Certainly Roads Minister David Jamieson thinks so. He told last year’s Fleet News Industry conference: ‘We want to avoid opt-outs. If people do opt out then cars chosen tend not to be as clean.’
But car ownership scheme specialist Provecta Car Plan defends the opt-out market, insisting its own figures prove otherwise.
It conducted research into business miles travelled under company car schemes and under employee car ownership (ECO), and found that ECO cars travelled up to 20% fewer miles.

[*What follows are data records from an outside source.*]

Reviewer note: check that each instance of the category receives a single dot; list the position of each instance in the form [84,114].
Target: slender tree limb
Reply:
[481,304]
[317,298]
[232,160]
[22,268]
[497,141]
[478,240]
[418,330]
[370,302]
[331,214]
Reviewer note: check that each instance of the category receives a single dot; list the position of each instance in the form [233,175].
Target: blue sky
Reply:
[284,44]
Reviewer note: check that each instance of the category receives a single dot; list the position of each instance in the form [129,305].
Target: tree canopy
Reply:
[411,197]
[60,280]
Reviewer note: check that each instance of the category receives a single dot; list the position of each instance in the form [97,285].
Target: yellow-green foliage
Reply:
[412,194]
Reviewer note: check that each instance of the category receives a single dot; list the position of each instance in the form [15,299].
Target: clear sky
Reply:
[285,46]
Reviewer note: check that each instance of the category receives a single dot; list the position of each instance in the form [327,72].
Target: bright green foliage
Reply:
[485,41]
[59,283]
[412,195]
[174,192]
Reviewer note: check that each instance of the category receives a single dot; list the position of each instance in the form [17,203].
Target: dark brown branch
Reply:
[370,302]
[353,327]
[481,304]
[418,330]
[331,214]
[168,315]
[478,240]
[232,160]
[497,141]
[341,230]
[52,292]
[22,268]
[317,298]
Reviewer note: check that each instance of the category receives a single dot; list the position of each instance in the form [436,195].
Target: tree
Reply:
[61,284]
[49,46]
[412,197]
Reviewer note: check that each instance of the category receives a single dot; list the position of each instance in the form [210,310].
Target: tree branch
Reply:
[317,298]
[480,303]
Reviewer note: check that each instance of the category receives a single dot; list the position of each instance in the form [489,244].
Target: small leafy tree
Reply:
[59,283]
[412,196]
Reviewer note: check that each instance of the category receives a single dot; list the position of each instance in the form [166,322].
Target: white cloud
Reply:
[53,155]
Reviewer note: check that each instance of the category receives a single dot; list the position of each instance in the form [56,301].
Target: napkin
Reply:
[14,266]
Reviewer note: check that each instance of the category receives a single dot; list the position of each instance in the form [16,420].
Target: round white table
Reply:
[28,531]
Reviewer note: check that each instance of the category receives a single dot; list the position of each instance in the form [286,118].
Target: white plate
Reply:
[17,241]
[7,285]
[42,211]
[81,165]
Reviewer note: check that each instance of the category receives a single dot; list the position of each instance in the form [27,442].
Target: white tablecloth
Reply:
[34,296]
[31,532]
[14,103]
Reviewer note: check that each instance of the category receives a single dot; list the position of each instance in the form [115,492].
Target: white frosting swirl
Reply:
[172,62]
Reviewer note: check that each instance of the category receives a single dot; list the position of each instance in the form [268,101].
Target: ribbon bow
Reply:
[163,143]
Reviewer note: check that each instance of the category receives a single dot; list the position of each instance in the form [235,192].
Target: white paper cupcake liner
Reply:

Nick Sutton, Provecta’s chairman, said: ‘It is a myth that drivers will immediately go for bigger, thirstier vehicles when given the choice. Cars with higher CO2 emissions tend to be less fuel-efficient and more expensive to insure. Drivers know this and take all these factors into account when selecting their ECO car.
‘Ex-company car drivers are clearly opting for environmentally friendly vehicles when they are given the choice. Drivers are taking responsibility for their own vehicles, knowing the impact their choice will have not only on their pocket but also on the environment.’
Adam Trevaskus, head of one of the country’s biggest car ownership scheme providers, Whitechapel, part of Lloyds TSB autolease, believes that the lower mileage of cash for car drivers has more to do with the driver profile than the scheme itself.
When company car tax was based on mileage, drivers in low mileage cars paid the highest tax. Those in high mileage cars paid the least, as these were considered business cars, rather than a perk.
He said: ‘Traditionally, it was this category of low mileage perk driver who, if given the choice, opted for cash in lieu of a car to avoid this heavy tax burden. In our view this could explain why the mileage profile of these drivers differs to those in company cars.’
WHAT IS CASH FOR CAR?
CASH LUMP SUM
This is the basic option of giving staff cash to purchase a vehicle. It can either be a lump sum, or extra monthly payments in their pay packet. The amount of allowance given will depend on the employee’s position within the company.
The employee purchases the car, then pays a monthly loan, which can be taken directly from their salary package, or through their private bank account. The driver contracts the car for a certain term, which can be anywhere between 12 and 48 months, at a specified annual mileage. Service and maintenance, including tyre replacement, can also be included for an additional fee.
EMPLOYEE CAR OWNERSHIP SCHEME
Drivers officially take ownership of the vehicle, but the whole process from then on is managed just as though the employee was in a company car. The driver shouldn’t see any change in service levels, only in their tax bill. Because they own the car, they don’t pay benefit in kind tax.